工房の名前は「鍛鉄工房 室(たんてつこうぼう むろ)」
この工房では、お客様の要望により、インテリアからエクステリア、厨房機器など様々な作品を日々生み出しておられます。先日伺ったときは振り子時計を作っておられました。
伐採した不要な竹を燃料にするボイラー
そういった作品の中で、代表の安川昌樹さんに先日紹介して頂いたのは竹を燃料にしたボイラーでした。そしてそのボイラーを使い、有機農業をされている地元農家さんのビニールハウスに、床暖房設備を作られたとのことで実際に見に行かせても頂きました。

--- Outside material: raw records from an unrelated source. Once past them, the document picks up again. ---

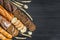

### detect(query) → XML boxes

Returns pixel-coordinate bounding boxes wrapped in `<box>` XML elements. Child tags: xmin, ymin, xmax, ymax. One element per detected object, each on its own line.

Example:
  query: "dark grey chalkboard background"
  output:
<box><xmin>14</xmin><ymin>0</ymin><xmax>60</xmax><ymax>40</ymax></box>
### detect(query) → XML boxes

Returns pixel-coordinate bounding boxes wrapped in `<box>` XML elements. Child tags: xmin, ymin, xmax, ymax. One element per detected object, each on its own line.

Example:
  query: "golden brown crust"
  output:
<box><xmin>0</xmin><ymin>27</ymin><xmax>12</xmax><ymax>38</ymax></box>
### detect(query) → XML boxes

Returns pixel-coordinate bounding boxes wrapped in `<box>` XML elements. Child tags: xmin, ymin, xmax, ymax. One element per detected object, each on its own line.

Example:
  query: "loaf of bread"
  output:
<box><xmin>0</xmin><ymin>27</ymin><xmax>12</xmax><ymax>38</ymax></box>
<box><xmin>0</xmin><ymin>33</ymin><xmax>12</xmax><ymax>40</ymax></box>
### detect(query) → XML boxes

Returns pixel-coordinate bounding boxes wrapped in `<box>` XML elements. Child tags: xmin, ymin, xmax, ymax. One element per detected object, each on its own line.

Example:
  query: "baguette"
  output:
<box><xmin>0</xmin><ymin>33</ymin><xmax>12</xmax><ymax>40</ymax></box>
<box><xmin>0</xmin><ymin>27</ymin><xmax>12</xmax><ymax>38</ymax></box>
<box><xmin>0</xmin><ymin>5</ymin><xmax>25</xmax><ymax>33</ymax></box>
<box><xmin>0</xmin><ymin>15</ymin><xmax>18</xmax><ymax>37</ymax></box>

ドラム缶や廃棄ガス容器などを再利用して完成させたボイラーで、燃料は地域で伐採され不要となった竹を乾燥させたものを使用されています。そのボイラーで沸かしたお湯の熱を利用して、ハウスの地面に埋めた配管に温水を循環させてハウスの地面を温める仕組みでした。まだ実験段階でいろいろ調整しながら動かしているとのことでした。
私もお客様のお宅でガス給湯器や石油ボイラーの取替や床暖房の工事をさせていただくことがありますが、正直手作りでここまでのものができるのかと非常に驚いてしばらく見入ってしまいました。
資源、仕事まで地域循環志向で
製作されている安川代表にお話を伺うと、このボイラーを作ろうと思ったきっかけは、この滋賀県愛東地域では獣害対策のために竹林の伐採を行っておられるのですが、伐採後放置されている竹がたくさんあり、それを何とか活かせないかと思ったことからだそうです。
また、放置された竹を燃料として活用できれば、その竹の伐採や運搬、加工等を地元の福祉施設の仕事にできるのではないかということです。それが実現すれば、不要で放置された竹も消費処分でき、地域の方の仕事にもなるという好循環が生み出せるのではないか、と考えておられるとのことです。
現在はまだ完成形ではないとのことで、検証しながら改良を行われており、今後もっと性能や効率、用途に合ったものを生み出されることと思います。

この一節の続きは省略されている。